Asked About Her Purpose in Life, Malala Yousafzai Gave a Very Humanistic Answer March 11, 2018

Asked About Her Purpose in Life, Malala Yousafzai Gave a Very Humanistic Answer

On the episode of David Letterman‘s Netflix show My Next Guest Needs No Introduction that began streaming on Friday, he interviewed Malala Yousafzai. The entire hour-long exchange will keep a smile on your face, but there was one topic in particular that I wish they had spent more time on.

When Letterman raised the issue of religion and our purpose in life, Malala’s responses seemed almost… humanistic. It’s around the 23:55 mark of the episode.

LETTERMAN: See, to me, things like this don’t happen by luck. There’s a purpose here.
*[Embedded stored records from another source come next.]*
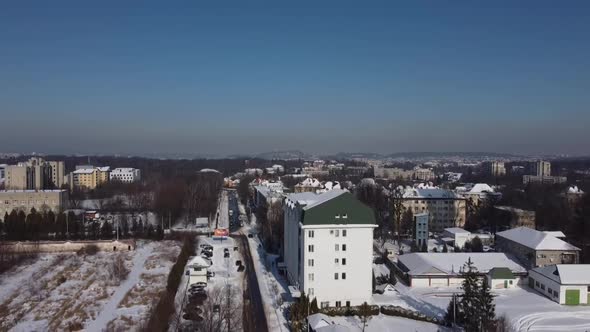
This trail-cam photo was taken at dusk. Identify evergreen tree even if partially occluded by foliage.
[479,278,496,331]
[460,257,480,332]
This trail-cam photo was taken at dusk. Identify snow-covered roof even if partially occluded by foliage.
[403,188,461,199]
[496,227,580,250]
[303,189,348,210]
[398,252,526,276]
[199,168,221,173]
[543,231,565,238]
[533,264,590,285]
[74,168,94,174]
[445,227,471,234]
[307,313,333,330]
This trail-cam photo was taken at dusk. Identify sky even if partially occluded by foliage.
[0,0,590,155]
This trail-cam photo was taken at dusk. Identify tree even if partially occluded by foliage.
[469,236,483,252]
[359,302,372,332]
[479,278,496,331]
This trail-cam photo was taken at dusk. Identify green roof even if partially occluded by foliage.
[489,267,514,279]
[301,192,375,225]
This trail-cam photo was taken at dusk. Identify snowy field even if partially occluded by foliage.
[330,315,451,332]
[373,283,590,332]
[0,241,180,331]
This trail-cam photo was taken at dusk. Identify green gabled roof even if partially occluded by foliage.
[489,267,514,279]
[301,192,375,225]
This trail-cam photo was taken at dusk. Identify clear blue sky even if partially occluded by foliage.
[0,0,590,154]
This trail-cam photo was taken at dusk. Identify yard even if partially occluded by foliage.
[0,241,180,331]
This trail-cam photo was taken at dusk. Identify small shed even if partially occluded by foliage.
[487,267,520,289]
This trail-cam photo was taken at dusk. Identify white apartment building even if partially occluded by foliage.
[284,189,377,308]
[401,187,465,232]
[110,167,141,183]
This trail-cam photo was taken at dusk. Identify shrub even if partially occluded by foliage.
[76,244,99,256]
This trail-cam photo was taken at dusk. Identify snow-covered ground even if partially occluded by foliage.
[322,314,451,332]
[373,283,590,332]
[176,235,245,331]
[0,241,180,331]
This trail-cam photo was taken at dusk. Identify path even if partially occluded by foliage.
[85,246,151,331]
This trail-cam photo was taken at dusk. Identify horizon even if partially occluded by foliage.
[0,1,590,156]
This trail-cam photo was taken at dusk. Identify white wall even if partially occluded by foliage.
[301,225,374,306]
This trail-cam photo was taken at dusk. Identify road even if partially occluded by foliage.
[234,234,268,332]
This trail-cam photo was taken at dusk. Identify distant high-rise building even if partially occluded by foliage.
[530,160,551,177]
[484,161,506,176]
[5,157,64,190]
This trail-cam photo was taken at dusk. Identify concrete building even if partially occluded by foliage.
[529,160,551,177]
[496,227,580,269]
[522,175,567,184]
[68,165,110,190]
[5,157,65,190]
[483,161,506,177]
[414,213,429,248]
[110,167,141,183]
[402,187,465,232]
[529,264,590,305]
[397,252,526,287]
[494,205,536,228]
[487,267,520,289]
[0,189,68,218]
[283,189,377,308]
[455,183,502,206]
Do you feel that way?

YOUSAFZAI: [Pause] Uhh

LETTERMAN: Because anybody else takes a round in the face, they’re not later gonna be talking to an old guy on a TV show. So there’s some meaning here. Some other higher force at work.
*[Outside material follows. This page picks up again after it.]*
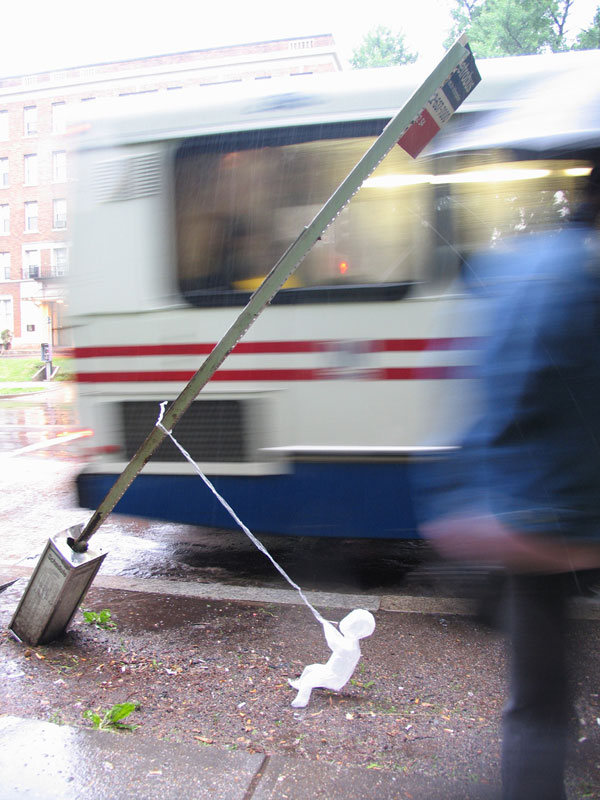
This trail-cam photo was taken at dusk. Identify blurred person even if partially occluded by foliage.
[419,167,600,800]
YOUSAFZAI: I think there might be… but even if there isn’t, that you yourself can make a decision. And when I woke up, and I realized that I have survivied such a brutal attack, and I saw death so close, and I realized that maybe this life is for a purpose, and I decided that I’ll give this life to girls’ education, and speak out for them, and give it purpose. Because we have to die one day, and so why not do good and do as much as we can to help others?

She explicitly says elsewhere in the episode that she’s a Muslim. But part of me wonders if her time at Oxford, surrounded by people who don’t all share her faith, and traveling around the world and seeing the harm that occurs when religion is mixed with politics, has given her a new perspective on faith (even when it’s not hijacked by extremists).

Her response, talking about how we give our own life meaning and the importance of doing what we can to create a Heaven on Earth since there’s isn’t an actual one to look forward to, falls right in line with what atheists have been saying for a long time.

Whenever she ends up talking about it, her religious journey is bound to be as interesting as her already well-known biography.